While everyone watches the gulf war unfold, we must not ignore other violent conflicts and human rights violations occurring around the world.
Last week in Vilnius, Lithuania, the Soviet Union's army marched against nationalists in the Lithuanian capitol, killing 15 people and injuring many more. Sunday in Riga, Latvia, Soviet soldiers stormed a government building killing five people. Both attacks were unprovoked and against unarmed people.
After Sunday's attack, hundreds of thousands of people marched in Moscow demanding the resignation of President Mikhail Gorbachev, who has defended the attacks.
The governments of the Baltic states have almost full support from their people who have expressed a desire for more independence. In reply, the Soviet government has taken press freedoms away from these states, and in an apparent shift away from the reforms brought by Glasnost, Moscow has now tried to violently suppress independence movements.

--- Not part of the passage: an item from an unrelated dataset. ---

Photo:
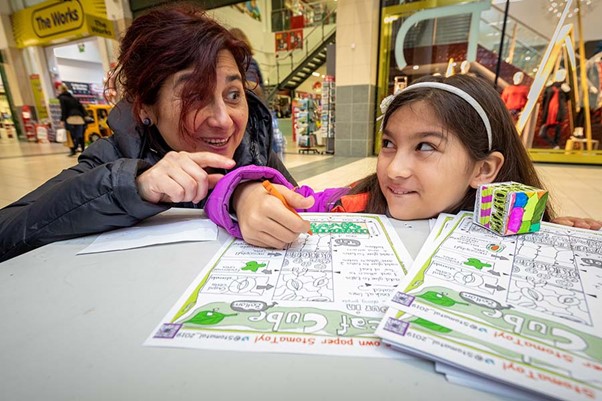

Normally these events would be spread across the front pages of every newspaper in the country. But because a war rages in the Middle East, they are buried on the back pages, if they are covered at all.
U.S. citizens must read the news more carefully to see what important national and international issues are being swept under the rug of Operartion Desert Storm.
If a new world order is going to be a reality, the United States and the United Nations need to respond strongly. Bush took the first step last week by condemning the Soviet attacks and calling for the withdrawal of troops.
But this is not enough. The scheduled summit for Febuary should be used by Bush to demand Gorbachev remove all troops from the Baltic area or face economic sanctions and the loss of aid. If this fails, the matter should be brought before the United Nations.
Bush and Congress will prove themselves hypocrites by not taking diplomatic and economic action against the Soviet Union for its military crackdown as they did against Iraq.
And a new world order will indeed be just a dream.